Freebase: A new company founded by a longtime technologist is setting out to create a vast public database intended to be read by computers rather than people, paving the way for a more automated Internet in which machines will routinely share information. Markoff, John. Start-up aims for database to automate web searching. NYT (9 March 2007).
Giannandrea: Freebase is an open database of the world’s information, built by a global community and free for anyone to query, contribute to, and build applications on. … Part of what makes this open database unique is that it spans domains, but requires that a particular topic exist only once in Freebase. Thus freebase is an identity database with a user contributed schema which spans multiple domains. For example, Arnold Schwarzenegger may appear in a movie database as an actor, a political database as a governor, and in a bodybuilder database as Mr. Universe. In Freebase, however, there is only one topic for Arnold Schwarzenegger that brings all these facets together. The unified topic is a single reconciled identity, which makes it easier to find and contribute information about the linked world we live in. Giannandrea, John. Freebase: an open, writable database of the world’s information (a one-hour lecture delivered in October 2008).
[Amit Singhal] said in a recent interview that the search engine [Google] will better match search queries with a database containing hundreds of millions of “entities”—people, places and things—which the company has quietly amassed in the past two years. Semantic search can help associate different words with one another. Efrati, Mair. Google gives search a refresh. WSJ (15 March 2012).

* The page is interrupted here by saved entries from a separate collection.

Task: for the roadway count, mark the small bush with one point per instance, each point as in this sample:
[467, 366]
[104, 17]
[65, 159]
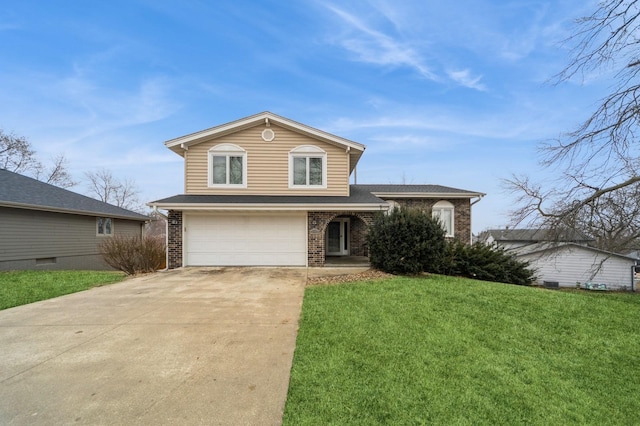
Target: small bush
[406, 241]
[484, 262]
[134, 255]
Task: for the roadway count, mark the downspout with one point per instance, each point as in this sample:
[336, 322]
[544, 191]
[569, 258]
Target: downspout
[471, 217]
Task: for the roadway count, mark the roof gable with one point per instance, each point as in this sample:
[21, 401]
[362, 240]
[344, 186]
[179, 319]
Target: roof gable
[542, 247]
[20, 191]
[181, 144]
[417, 191]
[534, 235]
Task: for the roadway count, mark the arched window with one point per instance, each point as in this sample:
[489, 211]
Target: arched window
[444, 211]
[393, 205]
[227, 166]
[307, 167]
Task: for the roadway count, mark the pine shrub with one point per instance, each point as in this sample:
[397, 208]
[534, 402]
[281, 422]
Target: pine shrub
[134, 255]
[484, 262]
[406, 241]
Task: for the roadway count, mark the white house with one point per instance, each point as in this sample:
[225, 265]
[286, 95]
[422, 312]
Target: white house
[568, 264]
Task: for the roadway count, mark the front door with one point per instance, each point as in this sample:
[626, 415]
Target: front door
[337, 241]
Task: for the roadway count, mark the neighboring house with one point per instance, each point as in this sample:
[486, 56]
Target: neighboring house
[568, 264]
[46, 227]
[512, 238]
[157, 225]
[266, 190]
[566, 259]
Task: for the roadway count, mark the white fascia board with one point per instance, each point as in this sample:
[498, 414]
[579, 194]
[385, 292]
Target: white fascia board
[272, 207]
[427, 194]
[69, 211]
[233, 126]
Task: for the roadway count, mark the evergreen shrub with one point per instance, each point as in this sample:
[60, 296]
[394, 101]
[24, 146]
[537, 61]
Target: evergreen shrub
[406, 241]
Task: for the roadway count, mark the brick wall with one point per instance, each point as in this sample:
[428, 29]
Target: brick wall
[462, 213]
[318, 221]
[174, 246]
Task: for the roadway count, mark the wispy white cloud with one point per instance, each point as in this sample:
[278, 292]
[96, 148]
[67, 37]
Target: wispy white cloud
[464, 78]
[378, 48]
[397, 47]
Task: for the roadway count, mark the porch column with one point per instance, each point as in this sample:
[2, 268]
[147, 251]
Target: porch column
[174, 239]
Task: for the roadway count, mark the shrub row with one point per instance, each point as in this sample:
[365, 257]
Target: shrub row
[484, 262]
[409, 241]
[405, 241]
[134, 255]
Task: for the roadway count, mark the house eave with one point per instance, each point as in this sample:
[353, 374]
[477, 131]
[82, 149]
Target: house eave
[270, 207]
[428, 194]
[67, 211]
[183, 142]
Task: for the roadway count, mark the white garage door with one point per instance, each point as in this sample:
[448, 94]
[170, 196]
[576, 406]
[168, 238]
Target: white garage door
[245, 240]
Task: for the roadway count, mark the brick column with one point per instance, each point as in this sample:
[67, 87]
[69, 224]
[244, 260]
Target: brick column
[174, 243]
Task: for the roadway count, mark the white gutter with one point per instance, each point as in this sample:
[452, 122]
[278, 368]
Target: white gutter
[269, 207]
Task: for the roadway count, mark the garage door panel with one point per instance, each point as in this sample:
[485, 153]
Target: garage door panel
[245, 240]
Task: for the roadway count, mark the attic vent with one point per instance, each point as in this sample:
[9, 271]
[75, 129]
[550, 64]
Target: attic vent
[268, 135]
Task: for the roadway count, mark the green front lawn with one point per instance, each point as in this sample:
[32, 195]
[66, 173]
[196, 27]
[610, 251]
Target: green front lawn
[22, 287]
[444, 350]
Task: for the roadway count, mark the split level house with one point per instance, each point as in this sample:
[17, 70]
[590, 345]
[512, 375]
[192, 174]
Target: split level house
[46, 227]
[268, 191]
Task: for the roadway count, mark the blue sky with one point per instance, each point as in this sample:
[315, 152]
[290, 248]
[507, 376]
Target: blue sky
[455, 94]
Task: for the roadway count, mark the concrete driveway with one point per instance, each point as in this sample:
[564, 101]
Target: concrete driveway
[189, 346]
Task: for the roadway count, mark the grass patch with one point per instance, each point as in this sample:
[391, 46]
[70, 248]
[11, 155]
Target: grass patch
[445, 350]
[22, 287]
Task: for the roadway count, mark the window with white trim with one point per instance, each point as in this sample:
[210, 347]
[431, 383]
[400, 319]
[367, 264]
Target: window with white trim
[444, 211]
[104, 226]
[227, 166]
[307, 167]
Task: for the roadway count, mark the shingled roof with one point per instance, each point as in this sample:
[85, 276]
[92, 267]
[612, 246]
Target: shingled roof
[20, 191]
[358, 196]
[418, 190]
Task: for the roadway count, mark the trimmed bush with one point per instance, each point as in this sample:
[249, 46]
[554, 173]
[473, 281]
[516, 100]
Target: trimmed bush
[134, 255]
[484, 262]
[406, 241]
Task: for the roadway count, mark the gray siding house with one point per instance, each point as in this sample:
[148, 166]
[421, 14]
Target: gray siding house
[46, 227]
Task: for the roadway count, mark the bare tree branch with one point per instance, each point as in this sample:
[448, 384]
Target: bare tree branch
[597, 165]
[105, 187]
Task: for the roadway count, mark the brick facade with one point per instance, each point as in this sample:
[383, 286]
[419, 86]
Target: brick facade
[461, 218]
[318, 221]
[317, 228]
[174, 246]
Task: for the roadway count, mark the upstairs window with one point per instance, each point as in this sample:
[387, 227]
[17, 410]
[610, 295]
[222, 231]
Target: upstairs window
[307, 167]
[104, 226]
[443, 211]
[227, 166]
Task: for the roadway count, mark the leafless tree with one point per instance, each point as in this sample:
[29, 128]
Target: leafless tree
[597, 190]
[105, 187]
[17, 155]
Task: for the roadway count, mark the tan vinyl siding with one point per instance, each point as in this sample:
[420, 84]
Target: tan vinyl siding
[267, 164]
[27, 235]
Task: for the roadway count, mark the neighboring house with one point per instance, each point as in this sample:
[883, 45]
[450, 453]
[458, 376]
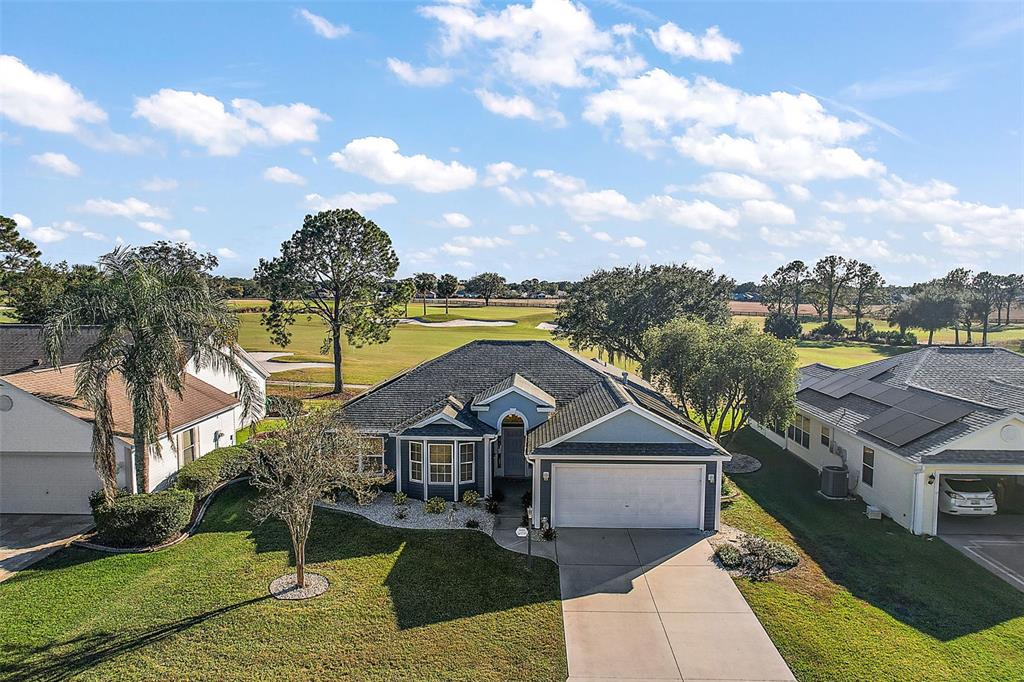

Knowledge Graph: [W]e’re focused on comprehensive breadth and depth. It currently contains more than 500 million objects, as well as more than 3.5 billion facts about and relationships between these different objects. And it’s tuned based on what people search for, and what we find out on the web. Britt, Phil. Google unveils knowledge graph. (24 May 2012).
Taken together, these and other suggestive developments in the linked-data ecosystem represent a confluence of tools, data, and methodologies of sufficient potential to warrant efforts that pursue:
new opportunities for addressing the traditional and prevailing problems of too many silos of content, too many disparate modes of search and access, and too little precision and too much ambiguity in search results in the extreme environments of academic information resources intended to support and report on the research and teaching in large research enterprises. Keller, Michael A. Linked data: a way out of the information chaos and toward the semantic web. EDUCAUSE Review 42 (4): July/August 2011.
Such opportunities are inextricably bound up with linked-data’s potential for (1) reshaping the infrastructure that supports web-wide management of information, knowledge, and data, and for (2) fueling unprecedented improvements in the efficiency and efficacy of navigation and discovery capabilities. It’s long past being a matter of if, now it’s about when—the game that’s afoot is about finding roles that libraries can play in aiding and abetting the creation of an increasingly dense tapestry of facts and links woven together from the flows of intellectual resources that the global academic community consumes and produces in the course of its research, teaching, and learning.